The value of Drosophila as a model for other eukaryotic systems has been amply demonstrated by the fact that many genes and processes first discovered in Drosophila have proven to be conserved in other organisms, including humans. Perhaps the most striking example concerns the genes that regulate body patterning in Drosophila (the ‘homeotic’ genes), which also function in this capacity in mammals. In addition, genome projects have successfully sequenced and assembled most of the gene coding regions in flies and humans, and the comparative analysis shows that two-thirds of human disease related genes have significant Drosophila homologs.

There are many practical reasons for studying flies. There is a wealth of knowledge and tools related to Drosophila genetics, genomics, molecular biology, biochemistry, cell biology, development, and behavior, which can be used to perform experiments in a combinatorial and synergistic fashion. The entire eukaryotic component of the genome has been sequenced, assembled and annotated. Drosophila genetics is very sophisticated, and well suited for genetic screens and studies of gene interactions. Many mutations exist that affect a wide spectrum of functions, and fly genetics is facilitated by the availability of many mutations that exhibit visible phenotypes, such as eye color. Finally, biochemical and cell biological approaches are well developed and easy to utilize.

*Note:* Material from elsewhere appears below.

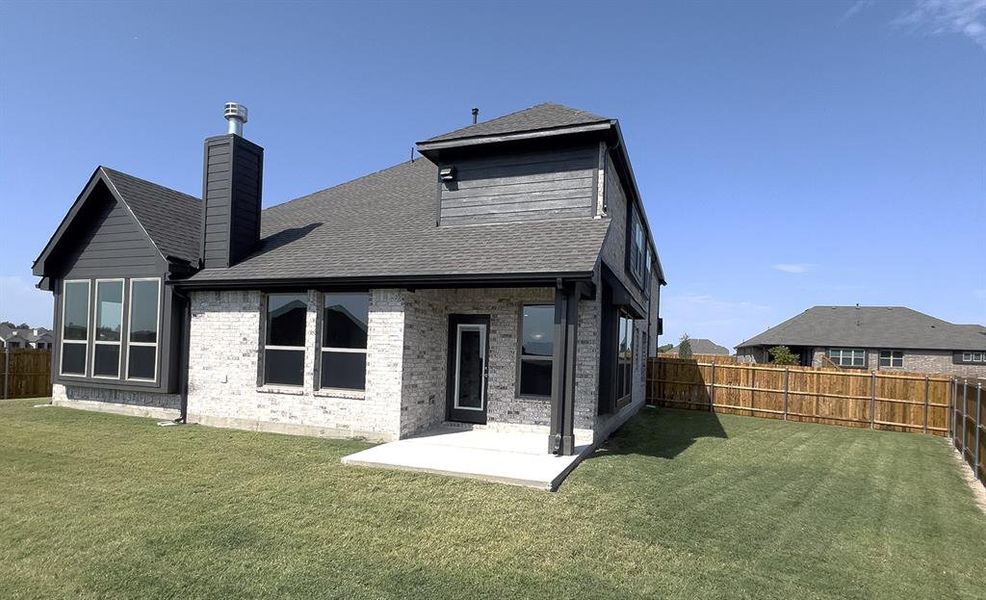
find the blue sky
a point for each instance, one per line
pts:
(789, 154)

Combining different approaches provides answers that sole pursuit of an individual approach cannot accomplish. For example, despite the preeminence of molecular biology and biochemistry over the last half-century, genetics still plays a key role in the dissection of biological processes, by providing an essential link between genes, proteins, and their functions in the organism. Biochemical approaches can isolate protein complexes and subunits, and can identify protein domains with specific biochemical activities. Similarly, bioinformatics analysis of genome sequences can identify genes that encode proteins that are homologous to proteins known to play specific roles in other organisms. However, evaluating the consequences of mutating the protein, or specific domains, are necessary to determine what cellular or organismal events they regulate in the animal. Conversely, identification of a gene by isolation of a mutation that alters a specific biological process, based on phenotypic effects on the cell or the animal, does not by itself elucidate how the gene accomplishes its task at the molecular level. This is where biochemical and cell biological approaches become essential.